Madhusudhan and his team found that Hycean worlds may have a size of 2.6 times the size of Earth, and have mass 10 times more than Earth. These planets can reach atmospheric temperatures of almost 392 degrees Fahrenheit (200 degrees Celsius).
As Madhusudan said,
“Greenhouse warming due to molecular hydrogen is such that planet can have warm livable conditions even if it is at a large distance from the star. For atmospheres like those of earth the main greenhouse gases like H₂O and CO₂ freeze out at smaller distances, making the surface frozen and not habitable.”
One of the most interesting features of these planets is the fact that they have many variations. First that Hycean planets have a larger habitable zone, meaning they could still support life even though they exist outside of the zone where our planet is required to be in order to sustain habitability.

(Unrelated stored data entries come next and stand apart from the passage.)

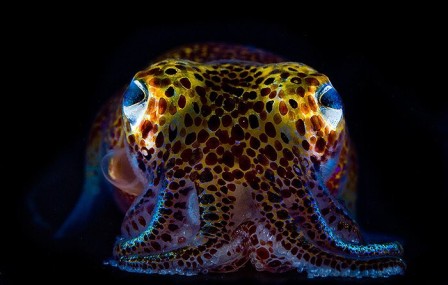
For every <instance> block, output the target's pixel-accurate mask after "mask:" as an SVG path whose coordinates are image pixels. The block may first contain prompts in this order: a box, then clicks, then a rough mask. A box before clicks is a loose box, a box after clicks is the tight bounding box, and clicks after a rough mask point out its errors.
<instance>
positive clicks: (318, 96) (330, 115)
mask: <svg viewBox="0 0 448 285" xmlns="http://www.w3.org/2000/svg"><path fill="white" fill-rule="evenodd" d="M316 99H317V100H318V102H319V106H320V111H321V113H322V115H323V117H324V118H325V120H326V121H327V122H328V123H329V124H330V125H331V126H332V127H333V128H336V127H337V126H338V124H339V122H340V121H341V119H342V100H341V96H339V93H338V92H337V91H336V89H334V87H333V86H332V85H331V84H330V83H327V84H323V85H322V86H321V87H320V88H319V89H318V90H317V91H316Z"/></svg>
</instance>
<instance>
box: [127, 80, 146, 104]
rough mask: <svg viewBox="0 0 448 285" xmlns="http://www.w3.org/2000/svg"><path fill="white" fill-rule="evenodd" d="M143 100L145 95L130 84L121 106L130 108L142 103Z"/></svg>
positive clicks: (137, 89) (137, 87)
mask: <svg viewBox="0 0 448 285" xmlns="http://www.w3.org/2000/svg"><path fill="white" fill-rule="evenodd" d="M143 99H145V93H143V91H142V90H141V89H140V88H139V87H138V86H137V85H136V84H135V83H134V82H132V83H131V84H130V85H129V87H128V89H127V90H126V91H125V93H124V98H123V106H124V107H128V106H132V105H134V104H137V103H139V102H141V101H143Z"/></svg>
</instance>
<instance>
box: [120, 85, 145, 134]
mask: <svg viewBox="0 0 448 285" xmlns="http://www.w3.org/2000/svg"><path fill="white" fill-rule="evenodd" d="M147 103H148V90H147V89H146V87H145V85H144V83H142V82H140V81H138V80H133V81H132V82H131V84H129V87H128V89H126V91H125V92H124V95H123V114H124V115H125V116H126V118H127V119H128V120H129V122H130V123H131V125H132V126H135V125H136V124H138V122H139V121H140V120H141V118H142V117H143V114H144V113H145V111H146V107H147V106H146V105H147Z"/></svg>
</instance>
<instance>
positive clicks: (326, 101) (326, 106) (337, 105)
mask: <svg viewBox="0 0 448 285" xmlns="http://www.w3.org/2000/svg"><path fill="white" fill-rule="evenodd" d="M320 103H321V104H322V105H324V106H325V107H329V108H332V109H342V101H341V97H340V96H339V94H338V92H337V91H336V89H334V88H331V89H330V90H328V91H327V92H325V93H324V94H322V96H320Z"/></svg>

Second, some of these planets may be tidally locked, meaning they permanently have a side that receives daylight from the star it orbits and the other side is perpetually in the dark. In this case, tidally locked Hycean planets may only be habitable on one side.
Madhusudan said in his press statement when they started looking for molecular signs, they were more focused on planets like the earth which seems to be reasonable. But then they thought that Hycean planets may provide higher chances of finding several trace biosignatures.
The team in their paper also said that these worlds can be traced when a specific exoplanet passes between Earth and its star and thus a particular wavelength of light halted by the atmosphere. And where these wavelengths fall is a chemical sign which tells what element compound causes such an effect.
Still, there is much theoretical work that needs to take place, before scientists claim that that life actually exists in any of these Hycean planets.